De la pourpre cardinalice au rouge bolchevique
L’ex-felquiste Charles Gagnon, secrétaire général de l’organisation communiste marxiste-léniniste En Lutte!, créée en 1972 et sabordée en 1982, avait déclaré être entré dans le maoïsme, une idéologie développée par Mao Zedong, leader du Parti communiste chinois, comme on entre en religion. De nombreux prêtres, qui avaient défroqué, ont adhéré au marxisme-léninisme dans les années 1970. Le nouveau membre devait renoncer à l’ensemble de son éducation bourgeoise, ne lire que de la littérature marxiste et ne fréquenter que des marxistes. Les figures de Mao et de Staline étaient perçues comme infaillibles et leurs écrits comme des textes bibliques.
Selon Jean-Philippe Warren, on peut établir des parallèles entre le mouvement marxiste-léniniste et l’Église catholique. De part et d’autre se trouvent des détenteurs de la Vérité, des interprètes certifiés de la Révélation et des fidèles qui suivent les enseignements des officiants. Le rapport à la Vérité et aux textes fondateurs est semblable. Les enseignements sont simplifiés, épurés jusqu’au manichéisme. Une même morale, faite de discipline et de culpabilité, sévit. «Il me semble, soutient-il, qu’on peut parler d’un mysticisme religieux lorsqu’on aborde les groupes marxistes-léninistes québécois.»

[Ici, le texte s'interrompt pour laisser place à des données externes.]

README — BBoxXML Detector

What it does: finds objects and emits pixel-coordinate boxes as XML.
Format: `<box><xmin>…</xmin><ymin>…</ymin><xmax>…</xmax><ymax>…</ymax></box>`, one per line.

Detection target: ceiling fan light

Pourquoi le marxisme-léninisme a-t-il pris racine au Québec? «À cette époque, tout était possible, raconte le professeur Warren. On a vu la montée du radicalisme politique entre 1968 et 1970. De jeunes militants arrivent à la conclusion qu’il faut créer un parti d’avant-garde qui va guider les ouvriers vers la terre promise. Ils ont l’impression que seul le marxisme offre une interprétation juste du devenir humain. Il permet de rendre les choses claires. Tous les défis du Québec, comme le nationalisme, le féminisme et la question autochtone, sont relégués au second plan au profit de la lutte des classes. Le communisme est présenté comme une panacée.»